Monday, February 27, 2006

A Fallacy

In today's column, Graduates Versus Oligarchs Krugman contradicts the new Fed chief Ben Bernanke. Krugman accuses Bernanke of making a mistake in saying that incomes of the well-educated have risen.

Krugman supports his position by presenting data that in fact average incomes of college graduates have not risen substantially.

Krugman furthermore presents data showing that incomes of the top 1% have risen to $400,000; the top .1% to $1.6 million and the top .01% to $6 million. He attributes this to the establishment of an oligarchy, a ruling class.

To some extent that is true. Apalling examples can readily be named.

Surprisingly, Krugman overlooks another possibility: that a college degree adds little to the market value of the person who has it. College students do not learn all that much that translates to value to an employer.
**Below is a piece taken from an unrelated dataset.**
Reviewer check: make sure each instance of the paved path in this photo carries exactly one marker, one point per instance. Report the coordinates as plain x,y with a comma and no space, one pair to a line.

What is very likely is that when Bernanke used the term "well-educated," he did not mean average college graduates. What Bernanke probably meant was graduates of the Ivy Leagues and other top-rated undergraduate schools and holders of advanced professional degrees (MD, JD and MBA), and Ph.D.'s in Economics, Business, Psychology, Biology, and other sciences.

So the fallacy may not have been Bernanke's, but Krugman's.

Finally, neither Krugman nor Bernanke are members of any oligarchy. Yet they both have incomes that place them in the top .1%, possibly even in top .01% . How do they do it? With intelligence, hard work and Ph.D.'s in Economics. Both have written successful Economics textbooks.

America is still the land of opportunity. It just takes more talent and work to make it big.